World-Writable Paths & Mount-Option Hardening Review Prompt
Audit a Linux host for world-writable files, sticky-bit gaps, and missing nosuid/nodev/noexec mount options on /tmp, /var/tmp, /dev/shm and removable media to shrink local privilege-escalation and code-execution surface.
- Target user
- security-minded DevOps engineers hardening production Linux servers
- Difficulty
- Beginner
- Tools
- Claude, ChatGPT
The prompt
You are a senior DevSecOps engineer (defensive/blue-team) who closes the easy local-privesc wins: writable scratch space that runs code, missing sticky bits, and stray world-writable files an attacker can hijack.
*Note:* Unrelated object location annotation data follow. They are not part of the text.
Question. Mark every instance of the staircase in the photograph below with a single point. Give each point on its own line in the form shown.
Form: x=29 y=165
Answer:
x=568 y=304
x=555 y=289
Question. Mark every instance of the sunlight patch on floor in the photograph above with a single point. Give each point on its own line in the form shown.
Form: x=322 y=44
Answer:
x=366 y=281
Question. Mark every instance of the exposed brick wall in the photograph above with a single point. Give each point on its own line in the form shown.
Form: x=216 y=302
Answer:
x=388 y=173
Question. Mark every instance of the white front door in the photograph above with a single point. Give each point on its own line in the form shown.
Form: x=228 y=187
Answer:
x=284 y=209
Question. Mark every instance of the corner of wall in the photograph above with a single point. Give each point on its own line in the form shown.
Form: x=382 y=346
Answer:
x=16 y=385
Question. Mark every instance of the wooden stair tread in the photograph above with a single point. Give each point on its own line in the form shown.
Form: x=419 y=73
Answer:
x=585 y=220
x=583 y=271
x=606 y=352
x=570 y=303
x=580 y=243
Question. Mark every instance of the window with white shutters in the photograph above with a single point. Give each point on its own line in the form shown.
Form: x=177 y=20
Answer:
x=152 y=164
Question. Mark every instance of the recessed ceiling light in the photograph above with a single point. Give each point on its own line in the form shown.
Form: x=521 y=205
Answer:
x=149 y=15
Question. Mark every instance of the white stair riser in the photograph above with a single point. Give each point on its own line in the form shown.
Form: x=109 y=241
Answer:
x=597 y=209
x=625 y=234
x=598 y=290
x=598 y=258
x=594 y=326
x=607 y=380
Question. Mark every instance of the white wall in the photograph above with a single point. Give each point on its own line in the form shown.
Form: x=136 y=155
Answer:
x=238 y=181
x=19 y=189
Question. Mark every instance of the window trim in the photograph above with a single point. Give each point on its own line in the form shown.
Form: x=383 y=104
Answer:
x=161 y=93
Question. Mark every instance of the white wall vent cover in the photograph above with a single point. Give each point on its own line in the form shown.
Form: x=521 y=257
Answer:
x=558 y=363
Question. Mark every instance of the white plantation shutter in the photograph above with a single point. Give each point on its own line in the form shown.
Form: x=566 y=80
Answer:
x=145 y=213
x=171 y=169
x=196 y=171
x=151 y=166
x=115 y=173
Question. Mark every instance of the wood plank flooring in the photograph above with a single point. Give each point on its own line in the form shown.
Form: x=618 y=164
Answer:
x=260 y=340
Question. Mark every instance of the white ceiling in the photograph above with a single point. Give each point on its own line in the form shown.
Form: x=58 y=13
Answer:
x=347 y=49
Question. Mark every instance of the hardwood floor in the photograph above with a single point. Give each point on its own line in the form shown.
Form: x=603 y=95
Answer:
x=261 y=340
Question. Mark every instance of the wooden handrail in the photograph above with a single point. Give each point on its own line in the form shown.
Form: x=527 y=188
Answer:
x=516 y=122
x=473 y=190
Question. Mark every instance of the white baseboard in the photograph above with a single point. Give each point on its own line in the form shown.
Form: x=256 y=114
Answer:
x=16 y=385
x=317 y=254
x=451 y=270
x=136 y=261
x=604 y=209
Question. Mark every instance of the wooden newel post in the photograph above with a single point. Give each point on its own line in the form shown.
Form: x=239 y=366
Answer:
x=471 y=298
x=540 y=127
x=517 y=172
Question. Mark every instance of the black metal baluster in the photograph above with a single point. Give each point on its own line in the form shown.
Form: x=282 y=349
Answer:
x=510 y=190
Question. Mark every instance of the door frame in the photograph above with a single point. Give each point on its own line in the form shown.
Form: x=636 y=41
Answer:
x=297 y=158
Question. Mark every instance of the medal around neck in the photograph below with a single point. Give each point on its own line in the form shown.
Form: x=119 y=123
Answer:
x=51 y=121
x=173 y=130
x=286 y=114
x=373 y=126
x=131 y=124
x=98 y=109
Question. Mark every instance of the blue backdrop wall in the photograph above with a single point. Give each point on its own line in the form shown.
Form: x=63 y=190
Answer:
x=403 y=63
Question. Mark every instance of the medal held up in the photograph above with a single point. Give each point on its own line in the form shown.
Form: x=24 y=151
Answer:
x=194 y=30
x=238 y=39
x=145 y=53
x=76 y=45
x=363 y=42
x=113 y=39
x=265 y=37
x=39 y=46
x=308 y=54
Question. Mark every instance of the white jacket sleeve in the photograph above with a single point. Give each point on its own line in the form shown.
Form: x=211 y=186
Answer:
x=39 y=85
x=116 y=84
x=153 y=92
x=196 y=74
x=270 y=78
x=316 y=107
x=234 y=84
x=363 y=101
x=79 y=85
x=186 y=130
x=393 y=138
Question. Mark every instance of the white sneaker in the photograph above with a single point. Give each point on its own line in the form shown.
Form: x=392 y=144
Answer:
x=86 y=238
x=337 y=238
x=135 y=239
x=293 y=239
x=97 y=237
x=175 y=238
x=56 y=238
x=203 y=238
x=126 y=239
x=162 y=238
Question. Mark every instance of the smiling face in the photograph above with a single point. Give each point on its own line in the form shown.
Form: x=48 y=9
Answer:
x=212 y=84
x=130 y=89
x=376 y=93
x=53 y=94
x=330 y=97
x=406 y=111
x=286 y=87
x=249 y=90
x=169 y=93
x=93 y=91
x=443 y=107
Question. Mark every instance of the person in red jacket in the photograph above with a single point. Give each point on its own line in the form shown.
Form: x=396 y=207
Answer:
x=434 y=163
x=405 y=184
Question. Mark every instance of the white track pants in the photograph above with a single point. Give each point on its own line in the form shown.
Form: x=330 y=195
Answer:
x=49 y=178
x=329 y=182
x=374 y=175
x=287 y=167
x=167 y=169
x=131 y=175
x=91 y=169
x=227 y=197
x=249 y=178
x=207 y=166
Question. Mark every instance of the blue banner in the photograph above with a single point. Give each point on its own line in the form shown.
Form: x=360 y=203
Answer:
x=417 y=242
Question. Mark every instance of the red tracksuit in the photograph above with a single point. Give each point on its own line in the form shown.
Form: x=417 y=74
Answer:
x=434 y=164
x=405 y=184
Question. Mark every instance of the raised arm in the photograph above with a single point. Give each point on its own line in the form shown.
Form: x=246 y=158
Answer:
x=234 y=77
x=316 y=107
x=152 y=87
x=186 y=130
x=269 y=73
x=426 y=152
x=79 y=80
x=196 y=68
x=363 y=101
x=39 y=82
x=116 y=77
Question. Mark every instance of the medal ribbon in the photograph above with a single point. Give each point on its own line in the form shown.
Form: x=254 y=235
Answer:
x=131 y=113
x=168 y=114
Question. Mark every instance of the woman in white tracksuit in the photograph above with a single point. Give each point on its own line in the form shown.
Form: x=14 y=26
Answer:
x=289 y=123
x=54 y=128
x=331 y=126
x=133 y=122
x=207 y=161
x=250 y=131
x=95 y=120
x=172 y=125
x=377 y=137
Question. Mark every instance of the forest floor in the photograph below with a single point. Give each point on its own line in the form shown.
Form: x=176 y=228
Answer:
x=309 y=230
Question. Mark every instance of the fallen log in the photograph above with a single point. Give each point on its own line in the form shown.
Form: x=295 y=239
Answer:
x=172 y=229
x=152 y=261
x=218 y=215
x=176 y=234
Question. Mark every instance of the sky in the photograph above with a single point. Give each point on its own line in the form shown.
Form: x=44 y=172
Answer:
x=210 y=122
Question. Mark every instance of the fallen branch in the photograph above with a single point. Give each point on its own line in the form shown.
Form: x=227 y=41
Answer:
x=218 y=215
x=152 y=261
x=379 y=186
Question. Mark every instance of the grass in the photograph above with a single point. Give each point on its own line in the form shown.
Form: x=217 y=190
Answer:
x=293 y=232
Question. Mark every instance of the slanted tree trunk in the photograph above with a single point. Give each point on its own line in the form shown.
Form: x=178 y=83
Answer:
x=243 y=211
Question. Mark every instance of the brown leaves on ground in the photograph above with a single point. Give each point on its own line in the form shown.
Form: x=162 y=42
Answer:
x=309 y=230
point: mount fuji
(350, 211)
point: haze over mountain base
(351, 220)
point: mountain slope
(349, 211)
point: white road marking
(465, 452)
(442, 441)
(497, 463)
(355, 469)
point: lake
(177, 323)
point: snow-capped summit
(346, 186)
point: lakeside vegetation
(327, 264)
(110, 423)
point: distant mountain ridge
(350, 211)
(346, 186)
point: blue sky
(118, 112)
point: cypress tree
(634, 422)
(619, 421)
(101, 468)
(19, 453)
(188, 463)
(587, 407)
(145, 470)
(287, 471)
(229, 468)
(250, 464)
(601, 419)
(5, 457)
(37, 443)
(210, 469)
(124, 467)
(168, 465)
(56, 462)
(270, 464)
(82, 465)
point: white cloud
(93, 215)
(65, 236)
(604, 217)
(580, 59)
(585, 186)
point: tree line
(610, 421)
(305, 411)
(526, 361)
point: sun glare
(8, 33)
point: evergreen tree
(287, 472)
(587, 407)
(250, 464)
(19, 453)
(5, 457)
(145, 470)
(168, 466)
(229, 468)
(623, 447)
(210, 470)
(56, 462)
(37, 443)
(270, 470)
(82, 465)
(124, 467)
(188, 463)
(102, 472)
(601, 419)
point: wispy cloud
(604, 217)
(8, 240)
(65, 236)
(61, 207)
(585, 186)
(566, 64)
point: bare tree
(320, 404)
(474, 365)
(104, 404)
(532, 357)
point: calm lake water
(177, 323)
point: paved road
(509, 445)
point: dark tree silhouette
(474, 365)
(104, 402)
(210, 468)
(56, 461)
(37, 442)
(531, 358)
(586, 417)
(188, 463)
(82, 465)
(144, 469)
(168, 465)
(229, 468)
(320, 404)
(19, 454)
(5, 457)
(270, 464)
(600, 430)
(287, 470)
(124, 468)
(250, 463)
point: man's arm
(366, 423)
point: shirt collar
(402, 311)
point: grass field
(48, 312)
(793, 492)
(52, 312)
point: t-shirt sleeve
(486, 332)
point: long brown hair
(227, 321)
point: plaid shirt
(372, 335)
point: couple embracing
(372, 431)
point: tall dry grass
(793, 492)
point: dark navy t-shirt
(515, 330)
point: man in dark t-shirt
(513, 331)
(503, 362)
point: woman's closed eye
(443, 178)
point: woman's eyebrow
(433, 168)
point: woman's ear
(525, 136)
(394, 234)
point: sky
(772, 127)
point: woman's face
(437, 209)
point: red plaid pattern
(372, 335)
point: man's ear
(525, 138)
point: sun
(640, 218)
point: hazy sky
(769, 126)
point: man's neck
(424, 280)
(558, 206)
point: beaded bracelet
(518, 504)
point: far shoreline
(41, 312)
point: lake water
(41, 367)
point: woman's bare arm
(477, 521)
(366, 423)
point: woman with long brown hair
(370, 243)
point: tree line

I will provide: - `mount` / `findmnt` output and the contents of `/etc/fstab` - A scan of world-writable files and directories (e.g. `find / -xdev -type f -perm -0002` and the `-type d` equivalent) - The host's role and which paths legitimately need exec or writable scratch (build servers, CI runners) Your job: 1. **Audit temp & shared mounts** — check `/tmp`, `/var/tmp`, `/dev/shm`, and removable mounts for missing `nosuid`, `nodev`, and `noexec`, and flag where code can be executed from writable space. 2. **Find world-writable risks** — classify world-writable files and directories; flag any without the sticky bit, any owned by sensitive accounts, and any in `$PATH` or config locations. 3. **Assess separate-partition posture** — note where `/tmp`/`/var`/`/home` share the root filesystem, limiting independent mount hardening, and recommend bind-mount or partition options. 4. **Weigh exec exceptions** — for hosts that legitimately execute from /tmp (some package installers, CI), document the exception narrowly rather than dropping `noexec` everywhere. 5. **Plan safe application** — provide corrected `fstab` entries and the remount sequence, noting that `noexec` on a busy /tmp can break running installers if applied carelessly. 6. **Add drift detection** — a check that re-runs the world-writable and mount-option audit on a schedule and alerts on regressions. Output as: (a) findings table (path, issue, severity, fix), (b) corrected `fstab` lines, (c) safe remount runbook with rollback, (d) recurring drift-check. Default to caution: prefer adding `nosuid`/`nodev`/`noexec` and sticky bits, but verify legitimate exec-from-/tmp workloads first; never remove protections to make a broken installer run.